Nous l’avons montré à de multiples reprises et depuis des années : dans le monde de la chasse, les participants ainsi que les dirigeants des fédérations de chasse se croient tout permis. En effet, on ne compte plus les passe-droits dont ils bénéficient. Il n’y a qu’à voir combien ils sont courtisés à chaque campagne électorale... Pourtant, la population développe année après année un sentiment anti-chasse croissant, et se sent de moins en moins en sécurité à proximité des zones où la chasse est autorisée (sondages IPSOS/One Voice de septembre 2021 et d’octobre 2018).

Quand il s’agit des chiens, les chasseurs parlent d’amour...

En réalité, les chiens sont violemment rudoyés quand ils n’obéissent pas au doigt et à l’œil. Ils sont remisés dans des chenils extérieurs à l’année, affublés fréquemment de colliers anti-aboiements électrifiés, ne recevant en guise d’ « amour » que leur pitance.
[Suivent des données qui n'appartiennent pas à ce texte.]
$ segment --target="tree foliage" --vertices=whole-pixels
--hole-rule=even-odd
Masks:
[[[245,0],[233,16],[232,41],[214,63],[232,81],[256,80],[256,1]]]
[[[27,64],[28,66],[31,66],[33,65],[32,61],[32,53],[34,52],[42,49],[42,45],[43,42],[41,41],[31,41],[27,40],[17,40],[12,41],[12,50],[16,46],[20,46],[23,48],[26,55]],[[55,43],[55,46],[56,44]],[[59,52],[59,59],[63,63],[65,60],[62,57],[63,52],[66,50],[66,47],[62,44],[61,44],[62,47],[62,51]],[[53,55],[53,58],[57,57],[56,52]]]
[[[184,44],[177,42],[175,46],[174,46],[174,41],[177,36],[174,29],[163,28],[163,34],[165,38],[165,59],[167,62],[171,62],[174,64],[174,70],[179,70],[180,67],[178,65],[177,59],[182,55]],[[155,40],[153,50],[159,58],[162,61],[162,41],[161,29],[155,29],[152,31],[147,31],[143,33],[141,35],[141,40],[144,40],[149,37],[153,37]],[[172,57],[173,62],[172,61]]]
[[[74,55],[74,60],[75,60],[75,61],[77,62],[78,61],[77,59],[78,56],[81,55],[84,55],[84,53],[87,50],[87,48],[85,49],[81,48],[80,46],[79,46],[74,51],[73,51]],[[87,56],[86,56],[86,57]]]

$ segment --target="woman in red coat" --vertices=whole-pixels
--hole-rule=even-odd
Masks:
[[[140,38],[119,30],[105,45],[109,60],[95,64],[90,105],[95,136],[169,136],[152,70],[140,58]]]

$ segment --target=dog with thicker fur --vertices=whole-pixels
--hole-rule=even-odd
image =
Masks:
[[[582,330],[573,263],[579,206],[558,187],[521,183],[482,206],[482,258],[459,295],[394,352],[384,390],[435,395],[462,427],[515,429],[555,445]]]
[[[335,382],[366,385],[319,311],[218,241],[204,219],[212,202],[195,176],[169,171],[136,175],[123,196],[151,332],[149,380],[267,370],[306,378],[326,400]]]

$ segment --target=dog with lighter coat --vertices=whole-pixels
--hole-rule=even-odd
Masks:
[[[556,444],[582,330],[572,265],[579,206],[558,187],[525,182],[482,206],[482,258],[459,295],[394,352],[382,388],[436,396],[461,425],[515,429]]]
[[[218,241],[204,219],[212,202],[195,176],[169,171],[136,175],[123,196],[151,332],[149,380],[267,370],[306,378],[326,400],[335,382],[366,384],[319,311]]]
Nos enquêteurs l’ont vu, pendant la saison de chasse : ils sont surexploités, comme du matériel agricole. Ils sont préparés à l’avance, sous-alimentés. Et pendant la chasse ils doivent être performants, sous peine d’être la cible de la colère des chasseurs. Souvent nous les voyons, isolés, perdus, errant dans les champs et sur les routes, se mettant ainsi en danger, quand ils ne meurent pas de fatigue, assoiffés sur le bas-côté...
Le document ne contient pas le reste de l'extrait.